Você fez muito bem em sair dessa, romper com ele e se afastar. Não se sinta culpada por NADA. Você não 'demorou' a sair da relação por escolha própria, você saiu no tempo que você pôde sair, dentro do seu nível de consciência sobre o que estava acontecendo. E agora, o movimento é continuar pesquisando sobre seus direitos e ajudar outras pessoas, como você está fazendo. Na luta contra o machismo, não podemos deixar de cuidar umas das outras. A competitividade entre mulheres não é 'biológica' como tentam colocar; ela é uma construção cultural, e precisamos quebrá-la para melhorar nossas condições de vida. A nova namorada dele, provavelmente, também será vítima do comportamento abusivo que ele possui. Lembre sempre de que: quando um homem é machista, ele está tirando vantagem disso; quando uma mulher assume uma postura machista, ela não tem vantagem alguma, pelo contrário: ela tolhe a própria liberdade, se restringe e apenas se prejudica.
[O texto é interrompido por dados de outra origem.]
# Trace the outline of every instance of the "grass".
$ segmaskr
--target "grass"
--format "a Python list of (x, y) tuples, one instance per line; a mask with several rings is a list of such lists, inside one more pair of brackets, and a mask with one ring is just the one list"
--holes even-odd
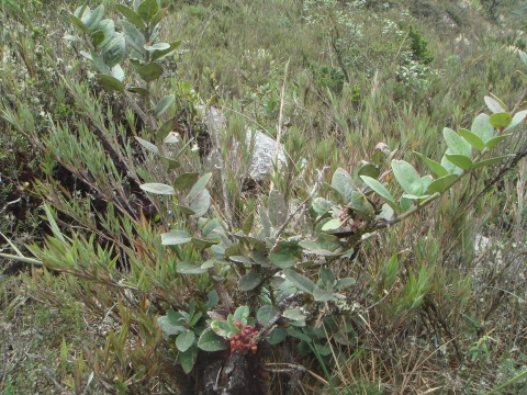
[[(108, 3), (111, 5), (110, 1)], [(470, 127), (473, 117), (485, 110), (482, 101), (485, 94), (496, 94), (509, 108), (517, 101), (523, 82), (515, 70), (522, 65), (507, 48), (517, 29), (524, 29), (516, 19), (506, 19), (509, 25), (500, 27), (490, 24), (476, 8), (460, 8), (453, 1), (431, 4), (416, 1), (408, 2), (408, 9), (400, 4), (384, 11), (379, 8), (346, 14), (349, 18), (346, 23), (354, 26), (363, 20), (368, 22), (360, 26), (361, 37), (351, 37), (346, 36), (349, 32), (343, 26), (337, 25), (338, 32), (332, 31), (335, 25), (328, 19), (309, 23), (310, 13), (304, 3), (294, 0), (177, 1), (170, 5), (162, 31), (168, 42), (183, 40), (182, 50), (176, 58), (171, 89), (176, 91), (178, 83), (189, 81), (203, 101), (214, 97), (214, 104), (227, 115), (227, 127), (221, 136), (226, 161), (242, 161), (242, 167), (247, 165), (246, 159), (240, 160), (227, 149), (233, 136), (239, 139), (247, 126), (273, 136), (281, 128), (292, 162), (307, 159), (302, 178), (292, 166), (288, 168), (293, 173), (293, 202), (305, 198), (305, 191), (316, 178), (316, 169), (344, 167), (352, 172), (360, 160), (374, 153), (378, 143), (388, 144), (390, 149), (396, 150), (397, 158), (425, 170), (412, 151), (438, 159), (445, 148), (438, 137), (442, 127)], [(68, 21), (65, 13), (56, 12), (60, 10), (60, 2), (55, 5), (29, 2), (29, 12), (46, 10), (45, 19), (35, 23), (42, 31), (35, 26), (25, 34), (3, 31), (20, 44), (13, 47), (2, 44), (3, 54), (13, 54), (14, 59), (2, 69), (7, 78), (1, 89), (11, 101), (4, 104), (26, 102), (40, 132), (48, 129), (46, 119), (38, 115), (41, 111), (53, 114), (57, 122), (69, 121), (71, 125), (81, 117), (80, 109), (58, 83), (55, 71), (79, 81), (86, 81), (87, 72), (82, 61), (74, 60), (72, 49), (58, 44)], [(515, 11), (514, 3), (505, 5), (508, 7), (503, 11), (505, 15)], [(434, 16), (416, 16), (425, 11)], [(457, 27), (441, 22), (440, 16), (447, 11), (456, 15)], [(399, 21), (402, 23), (397, 24)], [(412, 67), (402, 56), (411, 56), (411, 47), (404, 41), (410, 24), (428, 41), (434, 60), (426, 65), (428, 70), (422, 65), (414, 68), (413, 74), (403, 75), (402, 67)], [(513, 30), (508, 36), (504, 33), (506, 29)], [(340, 41), (332, 43), (336, 33), (340, 34)], [(48, 69), (46, 50), (55, 60), (63, 59), (57, 70)], [(340, 75), (338, 70), (343, 65)], [(111, 97), (102, 100), (119, 104)], [(280, 109), (283, 122), (279, 127)], [(75, 111), (79, 112), (78, 117)], [(29, 117), (24, 120), (29, 122)], [(85, 132), (71, 127), (67, 133)], [(2, 138), (2, 144), (23, 150), (18, 138), (13, 133), (9, 139)], [(60, 139), (54, 142), (60, 144)], [(518, 146), (523, 143), (523, 139), (517, 142)], [(505, 151), (509, 149), (514, 147)], [(35, 178), (44, 180), (46, 176), (56, 176), (57, 165), (46, 159), (45, 153), (38, 155), (52, 170), (40, 170), (32, 162), (29, 166)], [(15, 177), (15, 158), (5, 155), (1, 160), (7, 167), (11, 166), (10, 173), (2, 177), (9, 178), (13, 188), (24, 185)], [(522, 352), (526, 340), (523, 312), (527, 290), (522, 281), (525, 268), (518, 257), (523, 257), (520, 247), (525, 241), (525, 172), (523, 165), (494, 187), (496, 193), (485, 193), (474, 203), (462, 193), (462, 188), (453, 189), (429, 213), (379, 234), (372, 242), (363, 245), (352, 264), (339, 268), (343, 275), (357, 280), (357, 287), (350, 295), (361, 308), (351, 317), (357, 345), (333, 346), (332, 352), (343, 358), (337, 369), (324, 365), (323, 359), (310, 360), (294, 353), (295, 361), (305, 363), (313, 373), (310, 377), (315, 374), (323, 377), (307, 380), (304, 393), (484, 394), (523, 372), (527, 364)], [(463, 182), (469, 190), (481, 191), (494, 174), (495, 170), (487, 170), (480, 178)], [(282, 192), (288, 188), (284, 180), (282, 177), (273, 179)], [(329, 176), (325, 181), (330, 181)], [(240, 223), (264, 202), (260, 195), (242, 193), (243, 185), (242, 176), (236, 177), (233, 171), (227, 196), (234, 202)], [(265, 188), (264, 184), (261, 189)], [(54, 189), (59, 190), (59, 184), (49, 188), (43, 182), (31, 187), (33, 192), (40, 191), (41, 198), (51, 200), (56, 198), (52, 196)], [(2, 207), (10, 192), (2, 191)], [(85, 192), (69, 196), (74, 208), (63, 206), (63, 211), (89, 206), (90, 196)], [(323, 187), (322, 193), (328, 196), (330, 191)], [(24, 199), (29, 200), (29, 195)], [(86, 218), (77, 217), (77, 222), (60, 219), (63, 225), (80, 223), (85, 226), (91, 221), (89, 213), (85, 214)], [(29, 216), (35, 218), (36, 214)], [(8, 229), (7, 216), (1, 224), (1, 230), (10, 230), (11, 238), (20, 236), (21, 227)], [(40, 233), (47, 229), (41, 226), (38, 233), (34, 230), (36, 227), (37, 224), (32, 225), (27, 233), (35, 241), (42, 241)], [(89, 235), (87, 228), (85, 226), (79, 233)], [(98, 235), (111, 233), (94, 225), (92, 229)], [(152, 250), (137, 252), (137, 261), (142, 258), (149, 261), (160, 251), (147, 244), (156, 233), (152, 228), (143, 232), (141, 235), (146, 241), (139, 247)], [(476, 234), (489, 237), (493, 246), (482, 256), (473, 251)], [(123, 250), (128, 247), (119, 242), (115, 246)], [(134, 247), (141, 251), (139, 247)], [(399, 257), (397, 275), (392, 278), (390, 270), (393, 268), (389, 262), (394, 255)], [(132, 264), (139, 263), (133, 261)], [(406, 284), (412, 275), (419, 279), (422, 270), (423, 279), (428, 275), (431, 280), (423, 280), (428, 286), (426, 298), (418, 308), (412, 308)], [(152, 273), (157, 275), (155, 270)], [(119, 358), (122, 356), (120, 340), (126, 334), (120, 335), (124, 327), (122, 320), (109, 314), (115, 301), (125, 297), (123, 294), (102, 290), (94, 294), (91, 285), (41, 271), (2, 281), (2, 393), (72, 391), (66, 390), (68, 384), (77, 392), (104, 393), (112, 385), (116, 388), (120, 381), (121, 384), (126, 382), (128, 374), (141, 376), (126, 366), (138, 363), (144, 356), (131, 351), (130, 359)], [(206, 283), (177, 281), (178, 289), (189, 292), (199, 293), (208, 286)], [(166, 284), (159, 287), (164, 290), (164, 286), (168, 289)], [(80, 293), (87, 294), (81, 302)], [(173, 301), (177, 300), (177, 295), (173, 296)], [(102, 328), (106, 325), (106, 329)], [(130, 342), (126, 347), (136, 349)], [(164, 357), (167, 350), (162, 346), (160, 349)], [(117, 356), (113, 361), (121, 376), (115, 375), (113, 384), (114, 372), (100, 362), (103, 359), (99, 352), (105, 357), (112, 352)], [(101, 357), (99, 362), (96, 354)], [(164, 369), (168, 369), (169, 364), (164, 362)], [(90, 381), (93, 371), (98, 371), (99, 376)], [(170, 373), (162, 374), (170, 376)], [(166, 379), (162, 374), (156, 376), (156, 385), (177, 386), (176, 375)], [(278, 382), (288, 380), (285, 374), (277, 374), (277, 377)], [(525, 382), (517, 382), (504, 390), (504, 394), (520, 393), (525, 385)]]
Apenas mais um comentário: não é responsabilidade das mulheres "consertar" a violência dos homens. Se ele foi violento com você, a culpa não foi, de modo algum, sua. Não foi você quem "não conseguiu" fazer com que ele não fosse violento; foi ELE quem FOI VIOLENTO, essa culpa e essa responsabilidade é absolutamente DELE, e você apenas participou disso na posição de VÍTIMA. Nunca se esqueça disso!